Hmm that's not quite what I was trying to say when I compared it to Star Wars. The point is connotation. Sure, let's say they do have a choice to translate it as "choose" or "pick". In English, certain words can have the same literal meaning ("Father" or "Dad" being the male parent of a child), but their connotations are different ("Father" is typically more formal, whereas "Dad" is less formal). These nuances that arise from connotations are especially noticed by native speakers. The scene with Beatrice is very emotional. Although to "pick" has a very similar (if not same) literal meaning as "choose," its connotation is one of less focused intention, and more of whim, whereas the latter's is one of more focused intention.
For example, it wouldn't sound right to say "I chose an apple from the tree." Most people don't put much thought into deliberately choosing one apple from a tree (unless your job calls for it, or something).
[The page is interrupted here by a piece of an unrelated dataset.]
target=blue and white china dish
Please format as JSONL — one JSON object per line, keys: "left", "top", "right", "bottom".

You use "pick" to show a casual intention, and pick in this case can be used to describe the physical act of grabbing the apple.
Similarly, to "pick" a person implies lack of focused intention. This is why many people compare it to a kid playing a game and "picking" their teammates (even if "choose" has the same literal meaning). Therefore, "pick" lessens Subaru's intent for Beatrice to select him as "that person," who she has been waiting for for 400+ years. This selection by Beatrice is obviously not one of casual intent, which is why "pick" is not the appropriate translation.
Of course, not everything is translated perfectly, but this scene is arguably the apex of the entire arc/season. Such a blunder is thus magnified by the community, which understands the importance of this moment.